Maestro, que pueda ver. Homilía del padre José Mª Vegas, C.M.F., para el 30º domingo del tiempo ordinario

He aquí una típica situación de marginación: al borde del camino se encuentra un hombre que, por ser ciego, es pobre y dependiente y, a diferencia de los demás, no puede caminar por sí mismo. La marginación de cualquier tipo es un fenómeno siempre incómodo. Y no sólo para quien la sufre, sino también para los demás, para los “normales” que pasan de largo por el camino mirando hacia otra parte. Los marginados de cualquier tipo, gritan y molestan. Imploran ayuda y nos ponen en cuestión. El propio confort y seguridad se hacen molestos ante el rostro inquietante de la marginación. Una forma de esquivar esta incomodidad es hacerse sordo a sus gritos, hacerlos callar, como hacían muchos de los que caminaban alrededor de Jesús, que trataban de que, además de ciego, el pobre se volviera mudo.
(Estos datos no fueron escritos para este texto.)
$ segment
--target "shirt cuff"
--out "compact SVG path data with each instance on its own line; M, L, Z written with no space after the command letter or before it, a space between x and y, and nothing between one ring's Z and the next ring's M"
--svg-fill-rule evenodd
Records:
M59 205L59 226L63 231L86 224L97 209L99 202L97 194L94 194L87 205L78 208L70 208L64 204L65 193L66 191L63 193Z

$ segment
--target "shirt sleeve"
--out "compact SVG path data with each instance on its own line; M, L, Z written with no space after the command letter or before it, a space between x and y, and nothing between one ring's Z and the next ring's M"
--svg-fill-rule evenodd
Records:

Una forma de acallar esos gritos es, por ejemplo, convertirlos en “un problema” abstracto, anónimo, sin nombre y sin rostro.
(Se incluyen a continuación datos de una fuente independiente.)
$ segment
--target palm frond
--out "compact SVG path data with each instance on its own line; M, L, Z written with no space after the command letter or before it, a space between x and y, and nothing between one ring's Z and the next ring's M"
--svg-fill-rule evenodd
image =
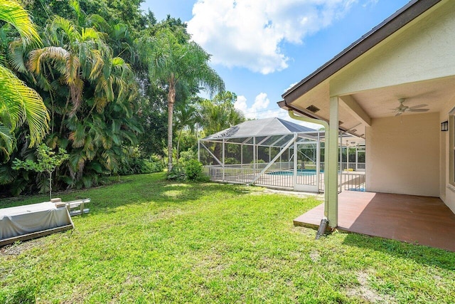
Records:
M0 108L11 118L11 130L24 121L30 130L30 146L39 142L49 129L49 114L41 97L9 70L0 65Z
M0 1L0 20L14 26L26 44L33 42L41 43L40 36L27 11L23 9L16 0Z

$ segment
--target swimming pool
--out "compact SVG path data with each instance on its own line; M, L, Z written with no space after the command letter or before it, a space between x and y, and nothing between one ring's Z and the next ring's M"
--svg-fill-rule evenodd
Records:
M322 172L321 172L322 173ZM294 170L292 171L275 171L273 172L267 173L269 175L279 175L279 176L285 176L289 177L294 175ZM297 169L297 175L301 177L309 177L312 175L316 175L316 170L309 170L306 169Z

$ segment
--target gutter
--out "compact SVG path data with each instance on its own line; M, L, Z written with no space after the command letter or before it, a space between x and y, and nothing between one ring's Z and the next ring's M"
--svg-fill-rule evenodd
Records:
M319 229L318 229L318 232L316 236L316 239L318 239L321 237L321 236L322 236L322 234L323 234L323 233L325 232L326 229L327 227L327 224L328 224L328 220L327 219L327 218L328 217L328 187L327 187L327 185L328 184L328 174L326 174L326 172L328 172L329 168L331 167L330 166L331 164L328 162L328 151L330 149L328 145L328 136L329 136L328 131L330 130L330 126L328 125L328 123L325 120L311 118L309 117L296 115L295 114L294 114L293 109L288 109L288 114L289 115L289 117L291 117L291 118L294 118L294 120L300 120L303 122L322 125L325 129L324 138L326 139L326 141L324 142L325 143L325 145L324 145L324 150L325 150L324 151L324 185L325 185L324 216L321 221L321 225L319 226Z

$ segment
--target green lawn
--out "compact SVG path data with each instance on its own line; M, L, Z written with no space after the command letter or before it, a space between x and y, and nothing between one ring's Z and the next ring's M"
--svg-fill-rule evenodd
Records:
M292 225L313 198L163 174L58 196L90 197L90 214L0 249L0 303L455 302L455 253L341 232L315 241Z

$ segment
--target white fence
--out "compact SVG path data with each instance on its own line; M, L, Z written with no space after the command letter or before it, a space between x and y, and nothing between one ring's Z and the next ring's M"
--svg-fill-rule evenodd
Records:
M252 184L255 179L257 179L254 182L255 184L260 186L293 189L296 184L298 184L318 186L319 192L324 191L323 162L321 163L318 175L316 174L314 164L309 162L299 164L297 169L295 170L296 175L294 175L294 162L282 162L274 163L257 177L267 164L267 163L226 164L224 167L220 165L208 165L204 166L203 169L204 173L213 181ZM351 164L349 164L349 168L353 169L350 167ZM352 164L358 167L360 164L352 163ZM341 191L365 191L364 172L343 170L341 172L338 177ZM318 178L318 182L316 180Z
El primer detalle significativo del Evangelio de hoy es que, a diferencia de lo que sucede en otros pasajes de curación, aquí se nos dice lo que parece un nombre, Bartimeo, aunque, en realidad es una indicación de su procedencia: es el hijo de Timeo. Esto revela su falta de autonomía, su dependencia, la carencia de una identidad propia. En todo caso, aunque sea así, se nos habla de alguien concreto, con una historia y unas relaciones, con sentimientos, deseos y esperanzas, frustrados precisamente por su situación de marginación. Es normal que gritara en cuanto percibiera la más mínima esperanza de curación.

Desde Jericó Jesús se prepara para subir a Jerusalén, donde consumará su destino mesiánico. La salvación está cerca. El ciego sentado al margen del camino, sabiendo que pasaba Jesús de Nazaret, implora piedad al tiempo que lo confiesa como el Mesías, “Hijo de David”.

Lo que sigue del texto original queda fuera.